Deng Lin
Department of Civil and Environmental Engineering, Hong Kong University of Science and Technology, Hong Kong, China.
PLoS One. 2025 May 19;20(5):e0321951. doi: 10.1371/journal.pone.0321951. eCollection 2025.
The automated valuation model (AVM) has been widely used by real estate stakeholders to provide accurate property value estimations automatically. Traditional valuation models are subjective and inaccurate, and previous studies have shown that machine learning (ML) approaches perform better in real estate valuation. These valuation models are based on structured tabular data, and few consider integrating multi-source unstructured data such as images. Most previous studies use fixed feature space for model training without considering the model performance variation brought by various feature configuration parameters. To fill these gaps, this study uses Hong Kong as a case study and proposes an enhanced ML-based real estate valuation framework with feature configuration and multi-source image data fusion, including exterior housing photos, street view and remote sensing images. Eight ML regressors, namely, Random Forest, Extra Tree, XGBoost, Light Gradient Boosting Machine (LightGBM), K-Nearest Neighbors (KNN), Support Vector Regression (SVR), Multilayer Perceptron (MLP), and Multiple Linear Regression (MLR) are used to formulate ML pipelines for training. The SHapley Additive exPlanations (SHAP) method is used to examine the effects of images on housing prices. The experimental results show that the model performances using different feature configuration parameters are significantly different, indicating the necessity of feature configuration to obtain more accurate and reliable predictions. Extra Tree performs significantly better than other models. Half of the top 10 significant features are image features, and incorporating multi-source image features can improve property valuation accuracy.
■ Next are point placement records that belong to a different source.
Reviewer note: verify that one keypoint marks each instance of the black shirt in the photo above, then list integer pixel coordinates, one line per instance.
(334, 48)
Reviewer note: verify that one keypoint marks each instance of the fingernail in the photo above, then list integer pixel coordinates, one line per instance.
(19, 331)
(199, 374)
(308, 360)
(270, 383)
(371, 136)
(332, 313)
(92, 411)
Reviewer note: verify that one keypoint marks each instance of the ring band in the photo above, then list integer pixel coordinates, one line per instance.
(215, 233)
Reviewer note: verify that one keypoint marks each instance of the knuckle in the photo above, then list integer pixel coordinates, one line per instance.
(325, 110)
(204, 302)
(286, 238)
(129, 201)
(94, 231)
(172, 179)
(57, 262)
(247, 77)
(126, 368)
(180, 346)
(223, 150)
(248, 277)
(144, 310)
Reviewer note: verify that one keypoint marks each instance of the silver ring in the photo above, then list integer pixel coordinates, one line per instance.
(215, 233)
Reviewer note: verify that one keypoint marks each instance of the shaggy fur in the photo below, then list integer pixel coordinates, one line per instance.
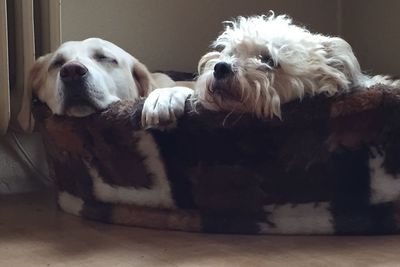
(262, 62)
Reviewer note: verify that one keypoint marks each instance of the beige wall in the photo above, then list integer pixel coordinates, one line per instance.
(173, 34)
(373, 29)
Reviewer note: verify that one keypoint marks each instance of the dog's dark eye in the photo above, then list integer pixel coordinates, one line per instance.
(103, 58)
(57, 63)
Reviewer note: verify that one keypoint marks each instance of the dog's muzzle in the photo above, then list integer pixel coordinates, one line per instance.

Nonlinear associations exist between image features and housing prices, and the spatial distribution patterns of image feature values and corresponding SHAP main effects vary significantly from the city centre to the suburbs. These findings contribute to a better understanding of AVM development with image fusion and the nonlinear associations between image features and housing prices for public authorities, urban planners, and real estate developers.
自动估值模型(AVM)已被房地产利益相关者广泛使用,以自动提供准确的房产价值估计。传统估值模型主观且不准确,先前的研究表明,机器学习(ML)方法在房地产估值中表现更好。这些估值模型基于结构化表格数据,很少考虑整合多源非结构化数据,如图像。以前的大多数研究在模型训练时使用固定的特征空间,而没有考虑各种特征配置参数带来的模型性能变化。为了填补这些空白,本研究以香港为例,提出了一个基于ML的增强型房地产估值框架,该框架具有特征配置和多源图像数据融合功能,包括房屋外部照片、街景和遥感图像。使用八种ML回归器,即随机森林、极端随机树、XGBoost、轻梯度提升机(LightGBM)、K近邻(KNN)、支持向量回归(SVR)、多层感知器(MLP)和多元线性回归(MLR)来构建用于训练的ML管道。使用SHapley值相加解释(SHAP)方法来检验图像对房价的影响。实验结果表明,使用不同特征配置参数的模型性能存在显著差异,这表明特征配置对于获得更准确可靠的预测是必要的。极端随机树的表现明显优于其他模型。前10个重要特征中有一半是图像特征,纳入多源图像特征可以提高房产估值的准确性。图像特征与房价之间存在非线性关联,并且图像特征值的空间分布模式和相应的SHAP主要效应从市中心到郊区有显著差异。这些发现有助于公共当局、城市规划者和房地产开发商更好地理解融合图像的AVM发展以及图像特征与房价之间的非线性关联。